I was never an avid reader of poems apart from Eichendorff and his evocative romantic images and Hoelderlin, whose lyrical output might well be the pinnacle of German poetry in its transcendental and philosophical implications. Now I was stunned by the discovery of Italian poet Eugenio Mortale. Here is a good resume ( Wikipedia ) about him:
“Montale wrote more than ten anthologies of short lyrics, a journal of poetry translation, plus several books of prose translations, two books of literary criticism, and one of fantasy prose. Alongside his imaginative work he was a constant contributor to Italy’s most important newspaper, the Corriere della Sera, for which he wrote a huge number of articles on literature, music, and art. He also wrote a foreword to Dante’s “The Divine Comedy”, in which he mentions the credibility of Dante, and his insight and unbiased imagination.

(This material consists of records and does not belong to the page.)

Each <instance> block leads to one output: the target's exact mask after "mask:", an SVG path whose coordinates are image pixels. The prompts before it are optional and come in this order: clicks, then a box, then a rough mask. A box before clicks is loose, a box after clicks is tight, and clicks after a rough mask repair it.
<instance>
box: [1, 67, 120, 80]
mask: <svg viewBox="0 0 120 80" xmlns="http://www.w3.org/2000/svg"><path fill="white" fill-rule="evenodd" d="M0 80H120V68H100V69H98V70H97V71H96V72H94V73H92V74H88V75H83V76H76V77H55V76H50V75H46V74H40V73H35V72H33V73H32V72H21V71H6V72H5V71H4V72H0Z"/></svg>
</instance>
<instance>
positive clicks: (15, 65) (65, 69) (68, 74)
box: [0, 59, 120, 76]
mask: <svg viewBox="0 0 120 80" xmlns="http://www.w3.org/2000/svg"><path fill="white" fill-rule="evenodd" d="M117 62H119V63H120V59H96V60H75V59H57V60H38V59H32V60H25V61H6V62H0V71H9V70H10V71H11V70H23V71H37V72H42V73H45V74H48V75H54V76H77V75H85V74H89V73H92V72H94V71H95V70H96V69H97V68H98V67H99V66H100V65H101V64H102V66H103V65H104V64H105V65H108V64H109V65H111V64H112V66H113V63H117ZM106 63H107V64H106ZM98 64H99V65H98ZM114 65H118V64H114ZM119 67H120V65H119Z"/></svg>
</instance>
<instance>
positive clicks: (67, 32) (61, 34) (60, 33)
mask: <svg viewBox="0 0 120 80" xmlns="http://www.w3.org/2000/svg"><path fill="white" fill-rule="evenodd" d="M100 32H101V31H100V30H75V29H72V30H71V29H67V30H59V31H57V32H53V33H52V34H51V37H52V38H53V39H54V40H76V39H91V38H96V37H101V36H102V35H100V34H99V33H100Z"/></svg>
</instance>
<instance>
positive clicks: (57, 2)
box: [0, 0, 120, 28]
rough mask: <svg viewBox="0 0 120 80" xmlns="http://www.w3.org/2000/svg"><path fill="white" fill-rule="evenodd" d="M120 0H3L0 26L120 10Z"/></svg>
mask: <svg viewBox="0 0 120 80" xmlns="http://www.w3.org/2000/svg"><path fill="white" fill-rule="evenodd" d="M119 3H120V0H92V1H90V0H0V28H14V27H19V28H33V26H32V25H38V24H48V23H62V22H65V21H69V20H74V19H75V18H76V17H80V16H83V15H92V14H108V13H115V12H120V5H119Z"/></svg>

Montale’s work, especially his first poetry collection Ossi di seppia (“Cuttlefish Bones”), which appeared in 1925, shows him as an antifascist who felt detached from contemporary life and found solace and refuge in the solitude of nature.
The Mediterranean landscape of Montale’s native Liguria was a strong presence in these early poems: they gave him a sort of “personal seclusion” in the face of the depressing events around him. These poems emphasise his personal solitude and empathy with “little” and “insignificant” things, or with the horizon, the sea.
According to Montale, nature is “rough, scanty, dazzling”. In a world filled with defeat and despair, nature alone seemed to possess dignity – the same as the reader experiences in reading his poems.”

I was particularly taken by his references to the Cinque Terre, an area in Italy I know fairly well, and its magic can be found in these poems. Most highly recommended. ( And poems can be read if there is only a minute or two of time available, the perfect modern day literature then…).